Logo de seguida, todos rumaram ao palco Eira, onde os D’Alva se preparavam para entrar em palco. Entrando ao som de “The Moment”, dos Tame Impala, o fresh prince de Lisboa não deixou que a festa parasse por um segundo. Sintetizadores e linhas de guitarra directamente da era do retrofuturismo, instrumentais que iam do rock duro (“Barulho”) ao chillwave com tambores e quase ao tropical house e ao funk com Alex D’Alva Teixeira a pular, a dançar e a correr entre uma ponta e outra do palco, que nem um Michael Jackson lusitano. Os strobes tornavam a banda – toda vestida de branco – num conjunto de seres de outro planeta, que acabavam de aterrar na aldeia ribatejana para fazer o público dar tudo na última noite do festival. O animal de palco fazia a poeira levantar com “3tempos”, “Aquele Momento”, “Mas Só Se Quiseres”, “L.L.S.”, “$egredo”, “Homologação” e outros temas de #batequebate (2014) e Não É Um Projecto. Ritmos e instrumentais alucinantes e complexos davam o mote à festa que não parecia ter fim, com uma mistura de referências à pop internacional a fazer a ponte entre as várias canções. Quase chegado o final, a banda parou para agradecer ao Bons Sons e aos artistas portugueses, depois de um momento em que cantaram os parabéns ao festival e ao irmão do músico Ben Monteiro, lembrando depois a pop portuguesa com “Sempre Que O Amor Me Quiser” (Lena D’Água), “Depois Não Digas” (Dina) e “Amor Combate” (Linda Martini). O incrível concerto terminou com “Frescobol” e seguimos para o palco Aguardela, onde os verdadeiros extraterrestres dos anos 80 já se preparavam para um dos shows da noite.

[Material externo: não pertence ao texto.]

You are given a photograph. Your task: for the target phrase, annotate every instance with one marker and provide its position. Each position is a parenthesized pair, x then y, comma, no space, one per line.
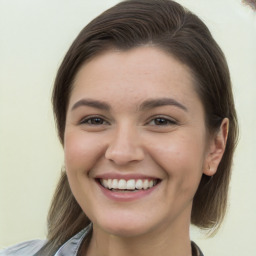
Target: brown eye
(94,121)
(161,121)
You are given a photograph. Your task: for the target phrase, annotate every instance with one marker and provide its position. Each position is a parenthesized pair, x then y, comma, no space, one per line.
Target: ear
(216,148)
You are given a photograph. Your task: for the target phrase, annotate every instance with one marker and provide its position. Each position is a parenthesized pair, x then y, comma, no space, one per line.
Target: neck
(169,243)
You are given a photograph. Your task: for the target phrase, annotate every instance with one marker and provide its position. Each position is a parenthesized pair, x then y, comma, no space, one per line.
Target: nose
(124,146)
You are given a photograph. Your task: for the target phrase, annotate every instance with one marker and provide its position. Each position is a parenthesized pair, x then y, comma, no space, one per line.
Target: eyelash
(88,121)
(162,121)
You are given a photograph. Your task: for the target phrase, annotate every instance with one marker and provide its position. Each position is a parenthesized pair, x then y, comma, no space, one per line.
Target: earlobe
(217,148)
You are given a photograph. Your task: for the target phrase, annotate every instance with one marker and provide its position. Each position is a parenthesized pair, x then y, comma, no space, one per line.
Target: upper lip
(120,176)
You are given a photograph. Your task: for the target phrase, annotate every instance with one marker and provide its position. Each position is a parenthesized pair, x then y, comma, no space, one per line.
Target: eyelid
(171,120)
(90,117)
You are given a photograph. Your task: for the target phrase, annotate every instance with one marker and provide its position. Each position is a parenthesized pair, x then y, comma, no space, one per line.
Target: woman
(145,113)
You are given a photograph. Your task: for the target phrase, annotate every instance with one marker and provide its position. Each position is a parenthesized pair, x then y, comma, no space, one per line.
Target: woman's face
(135,141)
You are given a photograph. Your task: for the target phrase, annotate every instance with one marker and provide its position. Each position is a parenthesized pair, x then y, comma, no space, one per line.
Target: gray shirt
(70,248)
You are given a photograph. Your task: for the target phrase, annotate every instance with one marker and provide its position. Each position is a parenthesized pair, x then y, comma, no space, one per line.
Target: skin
(127,139)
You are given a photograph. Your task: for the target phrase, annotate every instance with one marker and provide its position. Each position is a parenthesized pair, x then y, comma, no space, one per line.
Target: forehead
(144,72)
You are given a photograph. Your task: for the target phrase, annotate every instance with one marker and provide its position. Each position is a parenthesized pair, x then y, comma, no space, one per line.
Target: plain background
(34,36)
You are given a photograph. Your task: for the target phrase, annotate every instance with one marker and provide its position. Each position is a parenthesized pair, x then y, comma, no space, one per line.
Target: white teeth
(122,184)
(145,184)
(139,184)
(131,184)
(115,184)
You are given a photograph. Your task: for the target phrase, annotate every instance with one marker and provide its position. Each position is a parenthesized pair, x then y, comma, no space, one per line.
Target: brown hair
(169,26)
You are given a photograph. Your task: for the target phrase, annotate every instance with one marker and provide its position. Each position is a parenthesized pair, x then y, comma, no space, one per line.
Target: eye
(94,120)
(162,121)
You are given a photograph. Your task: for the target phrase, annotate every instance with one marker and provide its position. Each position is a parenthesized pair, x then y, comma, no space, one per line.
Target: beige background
(34,36)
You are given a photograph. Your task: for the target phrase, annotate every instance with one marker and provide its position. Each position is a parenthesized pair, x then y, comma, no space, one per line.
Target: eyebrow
(148,104)
(91,103)
(153,103)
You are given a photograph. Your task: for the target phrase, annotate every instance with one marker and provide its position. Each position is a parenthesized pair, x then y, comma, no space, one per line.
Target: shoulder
(28,248)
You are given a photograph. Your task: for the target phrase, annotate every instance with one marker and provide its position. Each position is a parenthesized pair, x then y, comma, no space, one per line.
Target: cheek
(180,156)
(81,151)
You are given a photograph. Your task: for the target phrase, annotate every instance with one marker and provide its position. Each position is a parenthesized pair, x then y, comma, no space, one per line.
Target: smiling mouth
(131,185)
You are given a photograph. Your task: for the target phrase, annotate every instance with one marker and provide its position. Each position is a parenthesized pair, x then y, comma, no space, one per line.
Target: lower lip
(126,196)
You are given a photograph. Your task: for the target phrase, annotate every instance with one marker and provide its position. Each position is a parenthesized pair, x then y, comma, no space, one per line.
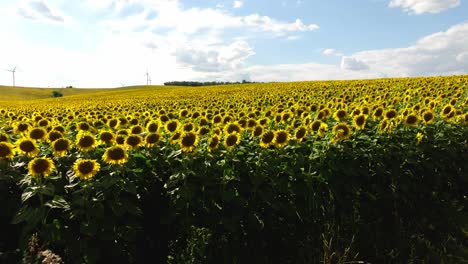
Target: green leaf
(58,202)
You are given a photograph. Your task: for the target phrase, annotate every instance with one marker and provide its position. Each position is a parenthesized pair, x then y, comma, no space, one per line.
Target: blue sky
(110,43)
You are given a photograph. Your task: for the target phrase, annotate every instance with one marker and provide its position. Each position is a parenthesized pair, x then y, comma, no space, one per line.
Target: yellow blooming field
(217,160)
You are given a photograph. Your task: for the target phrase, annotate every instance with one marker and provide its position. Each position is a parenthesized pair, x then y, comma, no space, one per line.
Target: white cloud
(238,4)
(41,11)
(331,52)
(440,53)
(215,59)
(424,6)
(349,63)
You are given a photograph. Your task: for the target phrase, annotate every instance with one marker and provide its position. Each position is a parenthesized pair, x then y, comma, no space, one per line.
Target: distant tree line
(191,83)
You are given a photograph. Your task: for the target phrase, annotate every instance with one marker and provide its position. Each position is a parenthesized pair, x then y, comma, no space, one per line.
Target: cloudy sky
(109,43)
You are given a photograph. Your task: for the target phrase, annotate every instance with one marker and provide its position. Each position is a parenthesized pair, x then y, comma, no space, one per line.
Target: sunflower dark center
(61,145)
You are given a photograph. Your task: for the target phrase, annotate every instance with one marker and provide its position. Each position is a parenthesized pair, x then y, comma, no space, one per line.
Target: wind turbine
(148,78)
(13,72)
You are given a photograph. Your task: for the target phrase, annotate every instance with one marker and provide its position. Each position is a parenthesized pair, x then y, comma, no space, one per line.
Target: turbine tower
(13,72)
(148,78)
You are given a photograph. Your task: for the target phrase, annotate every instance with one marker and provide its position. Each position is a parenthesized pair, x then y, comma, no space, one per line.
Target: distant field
(29,93)
(293,172)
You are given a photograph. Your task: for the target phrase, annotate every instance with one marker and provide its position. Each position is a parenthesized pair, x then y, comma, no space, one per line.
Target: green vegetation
(310,172)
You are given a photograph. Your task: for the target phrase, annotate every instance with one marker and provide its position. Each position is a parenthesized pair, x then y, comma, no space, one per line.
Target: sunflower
(152,139)
(37,133)
(257,131)
(106,137)
(133,141)
(85,142)
(231,140)
(152,127)
(112,123)
(419,138)
(4,137)
(390,114)
(267,139)
(232,127)
(187,127)
(171,126)
(21,128)
(175,138)
(115,155)
(188,141)
(54,135)
(300,134)
(43,123)
(60,147)
(251,123)
(411,120)
(217,119)
(84,126)
(322,129)
(315,126)
(340,115)
(86,169)
(378,112)
(120,139)
(6,150)
(341,131)
(203,131)
(136,130)
(213,142)
(281,138)
(447,111)
(41,167)
(359,121)
(27,146)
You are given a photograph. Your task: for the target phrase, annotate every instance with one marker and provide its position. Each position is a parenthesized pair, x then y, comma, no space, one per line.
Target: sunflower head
(340,115)
(231,140)
(171,126)
(85,142)
(341,131)
(4,137)
(188,141)
(86,169)
(267,138)
(411,120)
(359,121)
(21,128)
(60,147)
(378,112)
(257,131)
(213,142)
(6,150)
(133,141)
(106,137)
(187,127)
(152,139)
(41,167)
(37,133)
(115,155)
(83,126)
(136,130)
(300,133)
(27,146)
(281,138)
(391,114)
(175,138)
(315,126)
(232,127)
(54,135)
(152,127)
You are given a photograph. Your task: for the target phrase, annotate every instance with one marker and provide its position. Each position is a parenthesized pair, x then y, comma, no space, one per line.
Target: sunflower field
(305,172)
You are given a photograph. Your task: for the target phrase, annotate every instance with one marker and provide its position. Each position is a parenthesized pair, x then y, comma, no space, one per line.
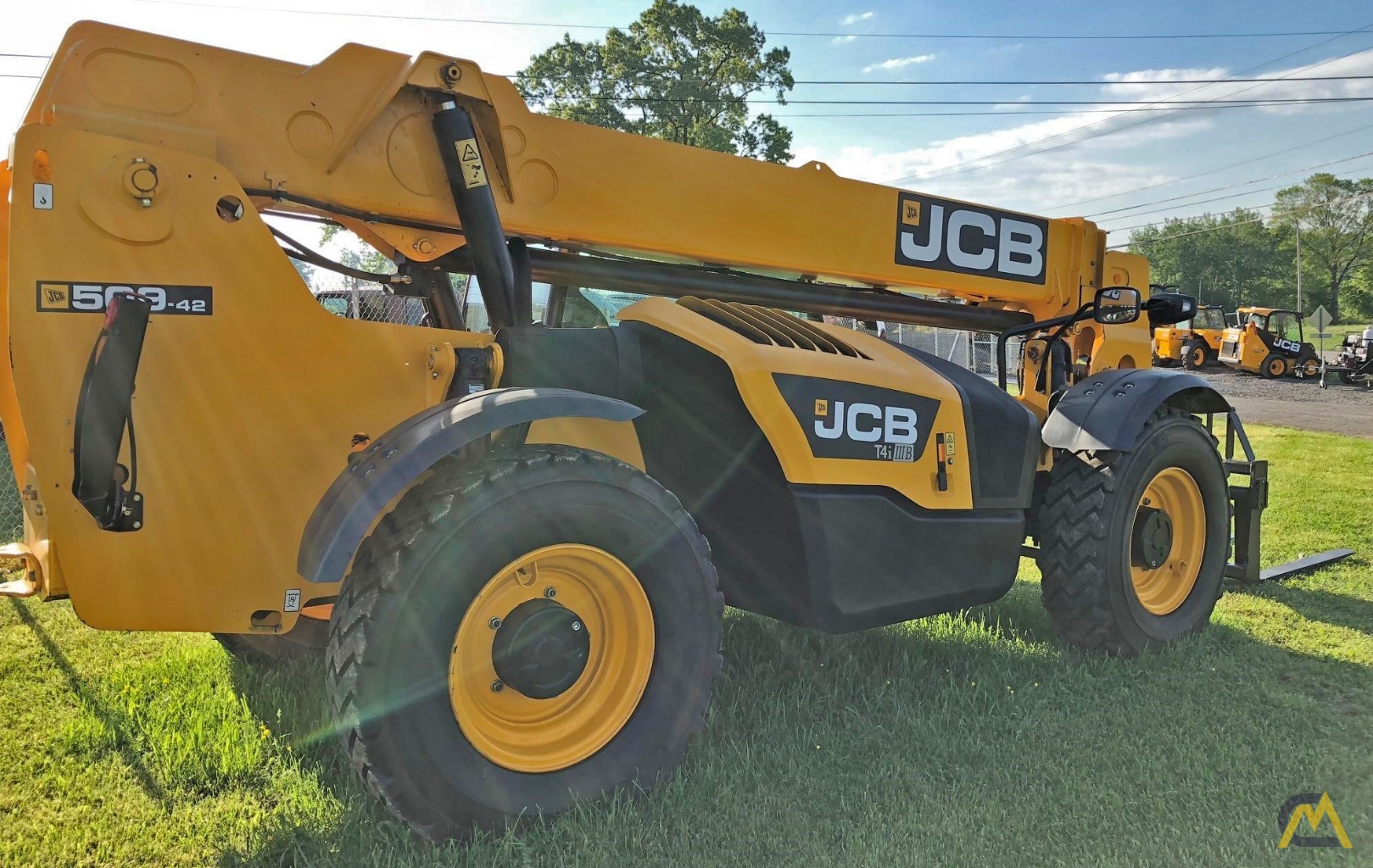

A fechar o festival, no palco Aguardela, eis chegada a hora dos reis do tecnobaile, os reis do turbobaile, Tochapestana! Calças de cabedal, óculos do futuro, gel no cabelo e camisas brilhantes eram pano de fundo para o romanticó-tecnó-metal do duo lisboeta. A postura irreverente de Gonçalo Tocha, para o bem ou para o mal, não deixava ninguém indiferente. As suas tiradas, como “todo o rockeiro é romântico e todo o romântico é rockeiro” ou “a junção do metal e do baile são a única verdade musical” ajudavam a criar a persona que parecia saída de um clube no Cais do Sodré dos anos 80 (mais em “Pratica a Tua Fé”, que apelava à visita aos bares desse sítio), de uma banda de casamentos (na balada em que Tocha tirou a camisa) ou de um concerto de arraial de Santo António (na devocional “Lisboa”). Nem demos pelos cinquenta minutos passar. A música não parou, com Tocha a continuar a já memorável noite com a sua incrível colecção de discos de vinil que lhe custaram menos de um euro.
A sétima edição do agora anual Bons Sons poderá não ter sido tão cheia e rica como a de há dois anos, a última edição do tempo bienal, mas saímos na mesma de Cem Soldos de coração e alma cheios, orgulhosos de muito do que cá é feito – e em especial da equipa que nos últimos dez anos tem feito o trabalho mais exemplar do país no que à divulgação e preservação de música feita em Portugal diz respeito, sem se deixar corromper (como alguns os grandes festivais de música). Um gigante obrigado e um caloroso até breve.